Many parallel biochemical assays rely on thin aqueous films to spread a reactant solution over a wide area decorated with multiple distinct substrates. In this asymmetric, microfluidic geometry, diffusion limits the transport of reactants to substrates. Chemical equilibrium, a requirement for reproducibility of results, can take days to achieve.

The liquid-on-liquid mixing (LOLM) method overcomes the diffusion barrier by layering an immiscible spectator fluid, such as mineral oil, on the thin film. Stirring the spectator fluid transmits shear at the liquid-liquid interface into the thin film. The mixing accelerates the march towards equilibrium. This technique increases the speed and sensitivity of immunofluorescence staining of Drosophila larval polytene chromosomes by a factor of 100 in time and concentration, when compared to standard coverslip techniques.

Flow visualization experiments reveal the fluid motions in the thin aqueous layer. Using time-lapse video photography to monitor the evolution of a drop of colloidal dye in the thin film, I estimate the time needed to achieve good mixing at various stir rates.

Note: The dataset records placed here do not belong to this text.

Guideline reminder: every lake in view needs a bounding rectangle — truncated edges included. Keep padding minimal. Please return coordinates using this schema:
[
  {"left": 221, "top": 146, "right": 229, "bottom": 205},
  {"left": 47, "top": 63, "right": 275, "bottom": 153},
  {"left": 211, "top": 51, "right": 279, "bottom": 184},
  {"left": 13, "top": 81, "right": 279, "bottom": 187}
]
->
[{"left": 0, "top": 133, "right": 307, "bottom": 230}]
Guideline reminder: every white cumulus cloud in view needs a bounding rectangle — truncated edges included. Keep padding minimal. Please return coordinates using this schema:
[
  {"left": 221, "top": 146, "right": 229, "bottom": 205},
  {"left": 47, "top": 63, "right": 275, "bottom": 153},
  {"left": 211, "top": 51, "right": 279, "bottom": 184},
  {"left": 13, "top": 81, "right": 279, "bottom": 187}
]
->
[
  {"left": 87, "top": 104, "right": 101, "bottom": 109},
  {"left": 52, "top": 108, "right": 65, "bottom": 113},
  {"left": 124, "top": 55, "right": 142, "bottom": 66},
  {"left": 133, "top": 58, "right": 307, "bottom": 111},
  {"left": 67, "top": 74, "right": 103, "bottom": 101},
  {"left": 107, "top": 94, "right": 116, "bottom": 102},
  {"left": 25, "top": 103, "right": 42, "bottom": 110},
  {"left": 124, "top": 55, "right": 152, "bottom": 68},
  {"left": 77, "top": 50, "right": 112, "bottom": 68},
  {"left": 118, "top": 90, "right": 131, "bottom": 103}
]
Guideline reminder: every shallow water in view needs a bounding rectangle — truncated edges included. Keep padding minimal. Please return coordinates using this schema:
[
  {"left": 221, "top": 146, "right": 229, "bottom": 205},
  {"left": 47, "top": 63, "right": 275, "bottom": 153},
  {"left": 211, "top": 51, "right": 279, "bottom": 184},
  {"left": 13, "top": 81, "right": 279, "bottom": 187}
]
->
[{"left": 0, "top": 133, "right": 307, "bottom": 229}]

The major aim of this technique is improving the hybridization step in DNA microarrays. I printed microarrays and subjected them to hybridizations with varying stir rates, durations, and target DNA concentrations. My data suggest that the mixing produces at best a modest improvement in efficiency, uniformity, sensitivity, and specificity when compared to microarrays incubated with the standard coverslip method.